Both J2EE and the .NET Framework offer similar services, especially when it comes to creating XML web services. In fact, the standards underpinning web services ”Simple Object Access Protocol (SOAP), Universal Description, Discovery and Integration (UDDI), and Web Services Description Language (WSDI) ”have been developed jointly by Microsoft and IBM. Both .NET Framework and IBM WebSphere therefore adhere to the same set of standards.

The difference comes in a core design philosophy. J2EE-based offerings all are language-centric: Java is the only supported language. J2EE is supported on multiple platforms and a wide range of hardware. The cost of this versatility is the multitude of vendors, which results in a multitude of tools typically employed in a J2EE-centric development. A typical scenario would be, for example, using IBM WebSphere Studio Application Developer to build web applications and web services in conjunction with an Oracle database server. A J2EE-based development team must include members with expertise in various software development tools, each with its own architecture and development methodology.

Microsoft historically has been an underdog in the enterprise tools and servers market.
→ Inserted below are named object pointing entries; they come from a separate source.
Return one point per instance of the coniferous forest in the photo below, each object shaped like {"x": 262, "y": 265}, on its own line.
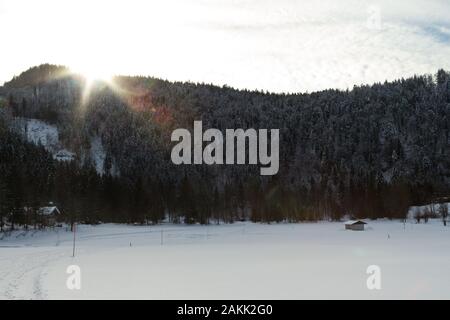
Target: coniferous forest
{"x": 369, "y": 152}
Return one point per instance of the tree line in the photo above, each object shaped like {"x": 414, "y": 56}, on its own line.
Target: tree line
{"x": 368, "y": 152}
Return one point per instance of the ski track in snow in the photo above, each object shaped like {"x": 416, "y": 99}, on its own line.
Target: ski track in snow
{"x": 21, "y": 278}
{"x": 307, "y": 260}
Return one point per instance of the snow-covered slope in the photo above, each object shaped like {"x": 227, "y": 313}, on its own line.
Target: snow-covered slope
{"x": 238, "y": 261}
{"x": 42, "y": 133}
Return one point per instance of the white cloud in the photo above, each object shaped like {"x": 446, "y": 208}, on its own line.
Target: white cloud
{"x": 271, "y": 45}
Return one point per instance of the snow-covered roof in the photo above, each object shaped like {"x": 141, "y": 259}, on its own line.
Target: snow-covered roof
{"x": 46, "y": 211}
{"x": 350, "y": 222}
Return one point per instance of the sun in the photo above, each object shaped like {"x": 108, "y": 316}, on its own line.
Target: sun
{"x": 93, "y": 73}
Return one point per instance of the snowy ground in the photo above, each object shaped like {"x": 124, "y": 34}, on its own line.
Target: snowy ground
{"x": 238, "y": 261}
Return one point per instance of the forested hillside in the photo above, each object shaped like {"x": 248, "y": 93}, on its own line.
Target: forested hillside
{"x": 369, "y": 152}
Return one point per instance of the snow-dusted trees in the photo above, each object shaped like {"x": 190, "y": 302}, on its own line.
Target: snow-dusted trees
{"x": 368, "y": 152}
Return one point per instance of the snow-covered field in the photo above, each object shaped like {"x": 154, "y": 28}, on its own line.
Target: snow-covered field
{"x": 237, "y": 261}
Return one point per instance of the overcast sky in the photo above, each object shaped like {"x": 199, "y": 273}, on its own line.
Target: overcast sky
{"x": 280, "y": 46}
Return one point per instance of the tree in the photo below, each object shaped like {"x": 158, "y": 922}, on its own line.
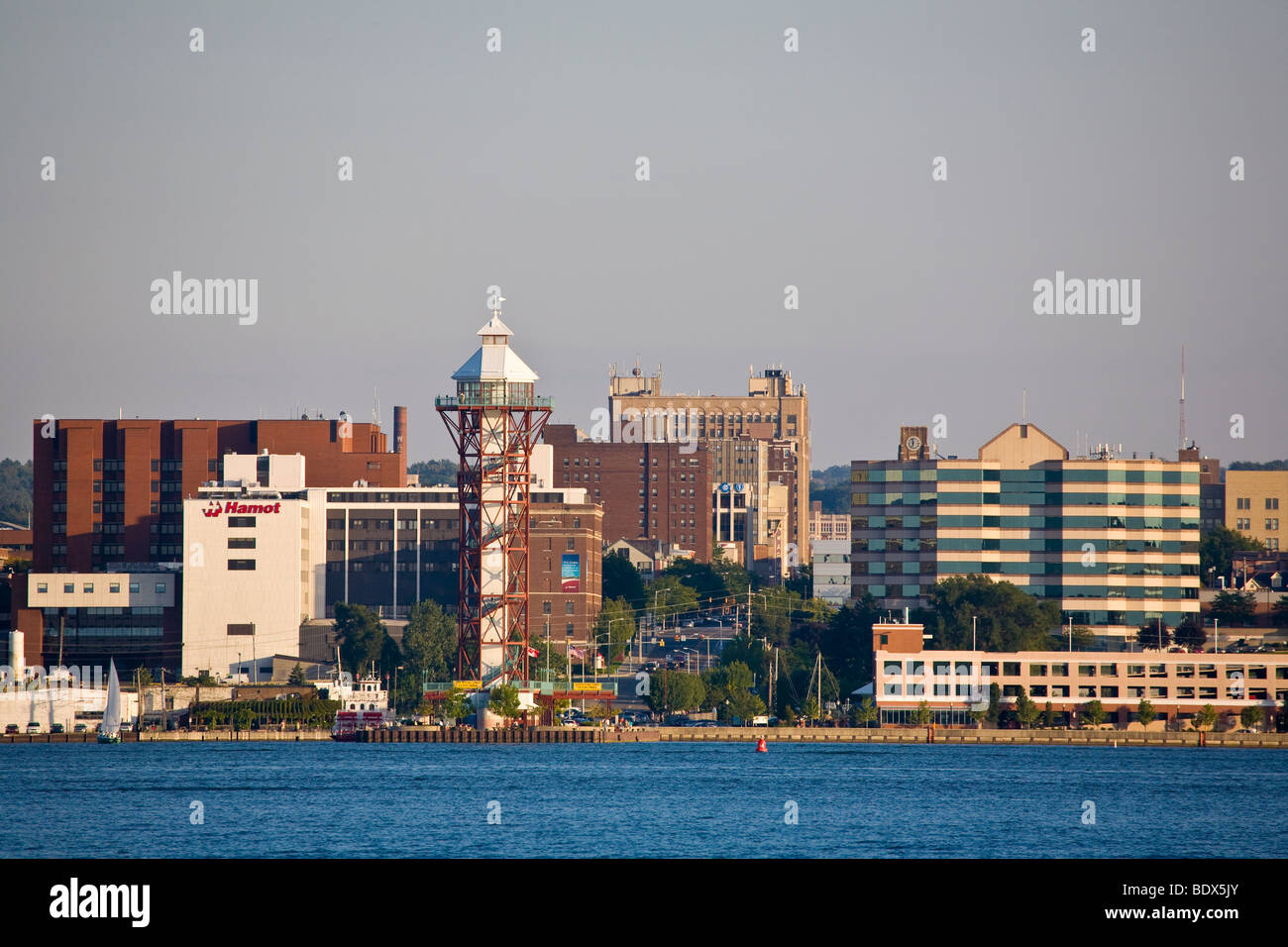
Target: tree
{"x": 429, "y": 643}
{"x": 1218, "y": 548}
{"x": 1008, "y": 617}
{"x": 436, "y": 472}
{"x": 1094, "y": 712}
{"x": 728, "y": 690}
{"x": 1083, "y": 639}
{"x": 1145, "y": 712}
{"x": 1025, "y": 710}
{"x": 621, "y": 579}
{"x": 1234, "y": 607}
{"x": 675, "y": 690}
{"x": 1153, "y": 634}
{"x": 992, "y": 716}
{"x": 455, "y": 706}
{"x": 361, "y": 635}
{"x": 866, "y": 714}
{"x": 505, "y": 701}
{"x": 16, "y": 491}
{"x": 1190, "y": 634}
{"x": 614, "y": 626}
{"x": 673, "y": 596}
{"x": 922, "y": 715}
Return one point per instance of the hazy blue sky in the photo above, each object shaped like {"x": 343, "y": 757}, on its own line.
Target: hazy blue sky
{"x": 768, "y": 167}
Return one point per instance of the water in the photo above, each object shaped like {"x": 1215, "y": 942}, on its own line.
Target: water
{"x": 648, "y": 799}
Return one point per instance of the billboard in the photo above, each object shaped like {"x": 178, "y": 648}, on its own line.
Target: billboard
{"x": 570, "y": 573}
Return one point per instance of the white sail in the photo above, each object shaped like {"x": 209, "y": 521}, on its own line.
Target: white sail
{"x": 112, "y": 712}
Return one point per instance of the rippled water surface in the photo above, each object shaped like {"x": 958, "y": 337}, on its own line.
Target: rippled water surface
{"x": 648, "y": 799}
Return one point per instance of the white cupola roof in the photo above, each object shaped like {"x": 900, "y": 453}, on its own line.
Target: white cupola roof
{"x": 494, "y": 360}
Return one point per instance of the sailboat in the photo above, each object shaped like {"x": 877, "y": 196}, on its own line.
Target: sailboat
{"x": 110, "y": 731}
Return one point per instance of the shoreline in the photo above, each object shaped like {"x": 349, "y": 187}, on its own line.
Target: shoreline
{"x": 702, "y": 735}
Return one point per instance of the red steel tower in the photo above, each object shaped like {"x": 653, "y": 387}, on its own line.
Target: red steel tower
{"x": 494, "y": 419}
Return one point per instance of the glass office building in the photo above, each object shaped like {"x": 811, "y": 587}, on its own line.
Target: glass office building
{"x": 1113, "y": 539}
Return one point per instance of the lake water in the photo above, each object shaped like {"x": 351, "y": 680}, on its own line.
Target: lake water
{"x": 648, "y": 799}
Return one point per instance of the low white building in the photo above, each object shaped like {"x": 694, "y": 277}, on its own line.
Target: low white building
{"x": 248, "y": 577}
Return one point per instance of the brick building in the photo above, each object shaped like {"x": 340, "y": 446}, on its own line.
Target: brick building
{"x": 107, "y": 492}
{"x": 652, "y": 489}
{"x": 566, "y": 579}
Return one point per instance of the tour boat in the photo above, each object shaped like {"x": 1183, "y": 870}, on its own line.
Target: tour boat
{"x": 364, "y": 706}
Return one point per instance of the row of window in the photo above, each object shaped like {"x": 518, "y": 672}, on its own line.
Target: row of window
{"x": 1270, "y": 525}
{"x": 1030, "y": 475}
{"x": 88, "y": 587}
{"x": 1244, "y": 502}
{"x": 980, "y": 522}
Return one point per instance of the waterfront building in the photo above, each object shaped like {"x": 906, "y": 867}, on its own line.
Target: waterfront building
{"x": 774, "y": 410}
{"x": 1113, "y": 539}
{"x": 831, "y": 569}
{"x": 1176, "y": 684}
{"x": 112, "y": 491}
{"x": 1256, "y": 504}
{"x": 651, "y": 491}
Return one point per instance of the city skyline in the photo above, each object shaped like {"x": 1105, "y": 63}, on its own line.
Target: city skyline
{"x": 769, "y": 169}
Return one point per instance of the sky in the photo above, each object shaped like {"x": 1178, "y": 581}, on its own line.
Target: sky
{"x": 767, "y": 169}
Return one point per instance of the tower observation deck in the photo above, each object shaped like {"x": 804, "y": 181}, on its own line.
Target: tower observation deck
{"x": 494, "y": 419}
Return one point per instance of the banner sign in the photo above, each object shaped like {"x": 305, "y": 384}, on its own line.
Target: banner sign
{"x": 571, "y": 573}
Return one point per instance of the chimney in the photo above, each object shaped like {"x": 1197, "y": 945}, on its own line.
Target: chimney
{"x": 400, "y": 432}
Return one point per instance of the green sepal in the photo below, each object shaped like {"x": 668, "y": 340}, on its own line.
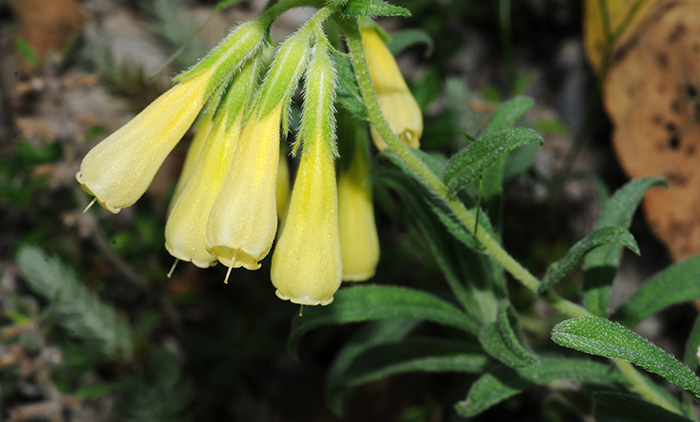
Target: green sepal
{"x": 232, "y": 52}
{"x": 502, "y": 340}
{"x": 372, "y": 302}
{"x": 601, "y": 264}
{"x": 318, "y": 112}
{"x": 237, "y": 96}
{"x": 503, "y": 383}
{"x": 602, "y": 337}
{"x": 604, "y": 235}
{"x": 676, "y": 284}
{"x": 373, "y": 8}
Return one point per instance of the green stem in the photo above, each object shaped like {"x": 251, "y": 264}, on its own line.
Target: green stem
{"x": 642, "y": 386}
{"x": 638, "y": 382}
{"x": 274, "y": 11}
{"x": 491, "y": 245}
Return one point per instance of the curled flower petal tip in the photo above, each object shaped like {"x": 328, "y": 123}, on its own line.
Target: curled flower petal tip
{"x": 399, "y": 107}
{"x": 306, "y": 264}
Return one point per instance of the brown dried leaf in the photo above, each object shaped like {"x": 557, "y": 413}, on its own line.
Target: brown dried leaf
{"x": 652, "y": 94}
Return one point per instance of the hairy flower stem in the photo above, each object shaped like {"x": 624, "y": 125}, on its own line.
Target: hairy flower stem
{"x": 638, "y": 382}
{"x": 491, "y": 245}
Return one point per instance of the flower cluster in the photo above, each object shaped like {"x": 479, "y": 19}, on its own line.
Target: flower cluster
{"x": 233, "y": 194}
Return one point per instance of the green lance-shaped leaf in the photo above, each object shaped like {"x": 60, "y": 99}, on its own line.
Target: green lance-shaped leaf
{"x": 601, "y": 264}
{"x": 503, "y": 383}
{"x": 506, "y": 115}
{"x": 604, "y": 235}
{"x": 368, "y": 303}
{"x": 502, "y": 340}
{"x": 373, "y": 8}
{"x": 408, "y": 38}
{"x": 676, "y": 284}
{"x": 467, "y": 273}
{"x": 347, "y": 91}
{"x": 410, "y": 355}
{"x": 620, "y": 407}
{"x": 79, "y": 311}
{"x": 468, "y": 164}
{"x": 369, "y": 336}
{"x": 318, "y": 110}
{"x": 602, "y": 337}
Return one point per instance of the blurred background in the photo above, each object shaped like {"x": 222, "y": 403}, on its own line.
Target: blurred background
{"x": 90, "y": 327}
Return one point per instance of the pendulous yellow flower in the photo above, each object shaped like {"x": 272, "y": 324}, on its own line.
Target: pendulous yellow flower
{"x": 359, "y": 243}
{"x": 243, "y": 220}
{"x": 186, "y": 228}
{"x": 306, "y": 264}
{"x": 118, "y": 170}
{"x": 399, "y": 107}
Even though the latest batch of Microsoft servers, primarily Microsoft SQL Server 2000, have proven worthy of competition with established enterprise products like the Oracle 9i database server and IBM's DB2, the impression that Microsoft's server products are designed to target low-end markets still lingers.

While J2EE is centered on a single language, the .NET Framework is built on a concept of multiple languages all targeting a unified execution environment represented by CLR. Even though at the moment .NET Framework development is centered around Windows, this is not a built-in limitation. While Microsoft has not indicated what it plans for .NET beyond the Windows platform, third-party developers are already shipping development environments that claim to run .NET on other operating systems, including Linux. We might expect additional platforms to be supported when more MSIL-to-native code compilers are developed.

When it comes to developer productivity, the .NET Framework with its unified development model and single integrated development environment (IDE) incorporating revolutionary productivity tools like Intellisense has a definite advantage. .NET and other Microsoft products tightly integrate with web services, allowing for a generic approach to a host of software development tasks .

Microsoft's competitive pricing policy of offering its server products at a fraction of the cost of analogous products from Oracle and IBM can be very attractive if your development effort is starting from scratch, without the burden of prior investment in software and hardware. The actual costs of implementation and deployment could vary widely, especially if your selected configuration involves purchasing client access licenses (CALs).

After the release of the .NET Framework, Microsoft implemented Sun's Java Pet Store blueprint J2EE application using .NET Framework and published the comparison between the two implementations . Later, Microsoft published another study comparing the process of building XML web services using .NET Framework versus IBM Websphere Studio Application Developer, and it made available a .NET versus Websphere 4.0 benchmark kit. Whitepapers, source code, and comparison tables are available at the following Microsoft site: gotdotnet.com/team/compare/.